SCI
Pranav Bollavaram, MD
Cancer Rehabilitation Fellow
Memorial Sloan Kettering Cancer Center
New York, New York, United States
Lisa Ruppert, MD
Cancer Rehabilitation Physiatrist
Memorial Sloan Kettering Cancer Center
New York, New York, United States
Pranav Bollavaram, MD
Memorial Sloan Kettering Cancer Center
New York, New York, United States
Harlequin Syndrome in the setting of B-cell lymphoma.
Case Description: This case describes a 67-year-old woman who presented with progressive back pain. MRI spine found a large, left-sided paraspinal mass extending from the C7-T1 levels and T4-T5 posterior vertebral body involvement. Imaging also revealed T5 compression fracture, T4/5 epidural extension and cord compression, and secondary thoracic levoscoliosis. Biopsy of the paraspinal mass confirmed metastatic diffuse large B-cell lymphoma (DLBCL). She received systemic chemotherapy and intrathecal methotrexate. Concurrently, she was referred to cancer rehabilitation medicine for evaluation of her back pain, which improved with bracing and physical therapy. However, she also reported intermittent exertional flushing unilaterally on the right face with absence contralaterally. This was attributed to Harlequin Syndrome (HS). Though she had resolution of her back pain, made excellent functional gains, and has no evidence of cancer recurrence or progression, she continues to have intermittent HS symptoms.
Discussions: This case highlights a unique neurologic manifestation of HS in lymphoma.

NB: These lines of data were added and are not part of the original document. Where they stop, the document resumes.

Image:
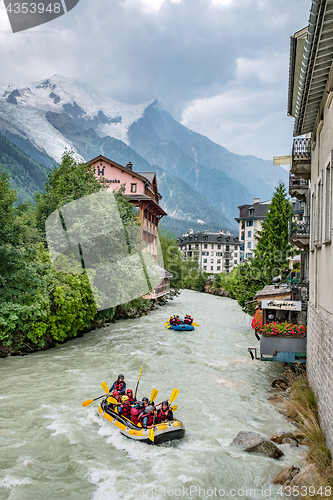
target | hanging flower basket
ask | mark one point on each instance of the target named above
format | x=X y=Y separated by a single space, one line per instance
x=284 y=329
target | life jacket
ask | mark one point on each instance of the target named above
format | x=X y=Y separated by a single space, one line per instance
x=135 y=412
x=118 y=386
x=164 y=415
x=150 y=420
x=126 y=407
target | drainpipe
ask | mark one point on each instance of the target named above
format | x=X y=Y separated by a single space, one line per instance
x=314 y=12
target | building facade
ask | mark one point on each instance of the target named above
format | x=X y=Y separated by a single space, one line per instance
x=310 y=103
x=142 y=191
x=251 y=219
x=215 y=252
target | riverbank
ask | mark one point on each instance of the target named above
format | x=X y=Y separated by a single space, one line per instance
x=135 y=309
x=295 y=399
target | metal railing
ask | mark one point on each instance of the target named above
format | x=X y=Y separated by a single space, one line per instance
x=300 y=227
x=301 y=149
x=297 y=182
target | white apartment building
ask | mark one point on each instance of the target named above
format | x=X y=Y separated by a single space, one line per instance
x=216 y=252
x=250 y=220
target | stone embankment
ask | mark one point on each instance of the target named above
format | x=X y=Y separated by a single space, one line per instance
x=221 y=292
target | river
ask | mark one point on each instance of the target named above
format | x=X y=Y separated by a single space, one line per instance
x=53 y=448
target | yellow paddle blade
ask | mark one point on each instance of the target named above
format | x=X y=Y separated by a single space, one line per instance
x=151 y=435
x=105 y=387
x=140 y=374
x=153 y=395
x=87 y=403
x=112 y=400
x=173 y=396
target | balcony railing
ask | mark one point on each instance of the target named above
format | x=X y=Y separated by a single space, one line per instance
x=301 y=227
x=297 y=182
x=301 y=149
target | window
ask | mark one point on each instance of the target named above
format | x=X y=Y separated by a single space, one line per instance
x=319 y=212
x=328 y=203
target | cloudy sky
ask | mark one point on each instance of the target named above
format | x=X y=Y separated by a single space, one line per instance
x=218 y=66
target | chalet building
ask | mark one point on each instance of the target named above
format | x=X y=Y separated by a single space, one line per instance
x=251 y=219
x=216 y=252
x=141 y=190
x=310 y=99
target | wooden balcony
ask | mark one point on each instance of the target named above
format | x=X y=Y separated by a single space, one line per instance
x=298 y=187
x=301 y=158
x=299 y=233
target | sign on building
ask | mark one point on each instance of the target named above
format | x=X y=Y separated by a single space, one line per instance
x=286 y=305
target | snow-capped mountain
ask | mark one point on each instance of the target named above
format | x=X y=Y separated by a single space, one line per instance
x=29 y=109
x=44 y=118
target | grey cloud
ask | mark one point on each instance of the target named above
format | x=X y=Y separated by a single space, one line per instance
x=185 y=51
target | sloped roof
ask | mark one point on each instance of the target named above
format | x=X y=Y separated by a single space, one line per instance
x=316 y=66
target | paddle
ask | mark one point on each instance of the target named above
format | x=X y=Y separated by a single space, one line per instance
x=137 y=385
x=105 y=387
x=112 y=400
x=89 y=401
x=174 y=394
x=153 y=395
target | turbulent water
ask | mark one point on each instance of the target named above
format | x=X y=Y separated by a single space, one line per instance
x=53 y=448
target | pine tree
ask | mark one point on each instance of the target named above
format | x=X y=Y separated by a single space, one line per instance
x=273 y=247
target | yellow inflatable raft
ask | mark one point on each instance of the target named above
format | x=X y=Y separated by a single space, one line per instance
x=165 y=431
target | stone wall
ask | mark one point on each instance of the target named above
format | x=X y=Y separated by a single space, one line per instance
x=319 y=368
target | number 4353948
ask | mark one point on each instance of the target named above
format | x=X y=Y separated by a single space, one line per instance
x=303 y=491
x=33 y=8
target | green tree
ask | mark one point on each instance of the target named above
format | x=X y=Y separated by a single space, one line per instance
x=68 y=181
x=273 y=247
x=172 y=259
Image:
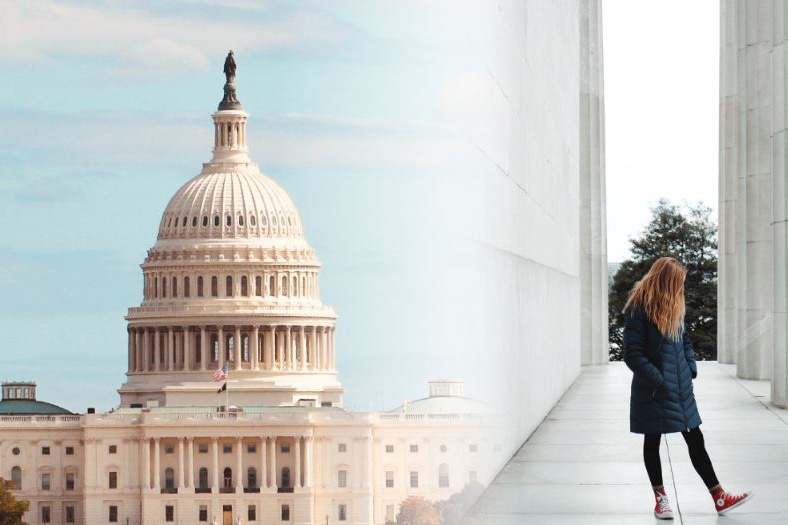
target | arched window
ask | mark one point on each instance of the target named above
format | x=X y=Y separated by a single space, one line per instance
x=215 y=348
x=16 y=478
x=443 y=476
x=251 y=478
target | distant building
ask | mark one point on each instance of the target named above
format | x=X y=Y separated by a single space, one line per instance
x=232 y=283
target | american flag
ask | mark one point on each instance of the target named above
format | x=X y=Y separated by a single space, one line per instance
x=220 y=374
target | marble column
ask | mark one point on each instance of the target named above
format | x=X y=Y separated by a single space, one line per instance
x=594 y=345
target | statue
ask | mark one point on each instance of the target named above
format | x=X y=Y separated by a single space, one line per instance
x=230 y=99
x=229 y=67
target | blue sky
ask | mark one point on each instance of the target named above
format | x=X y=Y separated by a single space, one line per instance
x=105 y=111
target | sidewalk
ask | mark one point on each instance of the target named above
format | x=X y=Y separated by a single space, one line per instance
x=583 y=466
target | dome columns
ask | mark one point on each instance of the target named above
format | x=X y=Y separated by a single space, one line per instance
x=244 y=347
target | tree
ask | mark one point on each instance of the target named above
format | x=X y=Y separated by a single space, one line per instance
x=11 y=509
x=416 y=510
x=689 y=236
x=453 y=510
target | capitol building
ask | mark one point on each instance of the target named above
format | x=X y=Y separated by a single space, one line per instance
x=231 y=284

HS is precipitated by interruption of sympathetic chain fibers in the low-cervical or thoracic spine, leading to an abnormal lack of sympathetic tone on the affected side. Multiple factors may cause this patient’s sympathetic chain impairment including the left-sided mass, T5 compression fracture, T4-T5 epidural extension, or thoracic levoscoliosis. Her persistent HS may be due to delayed, or relatively slow, healing of the nerves in the sympathetic chain following cancer treatment. Though HS is not life-threatening, it can cause significant psychosocial distress to the patient. Recognition of this process can direct rehabilitation management and patient conversations, providing reassurance. It can direct the rehab provider to seek out other neurological compromise in this patient population.
Conclusions: Neurological symptoms can occur in patients with lymphoma. HS is a very rare manifestation of lymphoma metastasis and should be recognized as a possibility when evaluating these patients.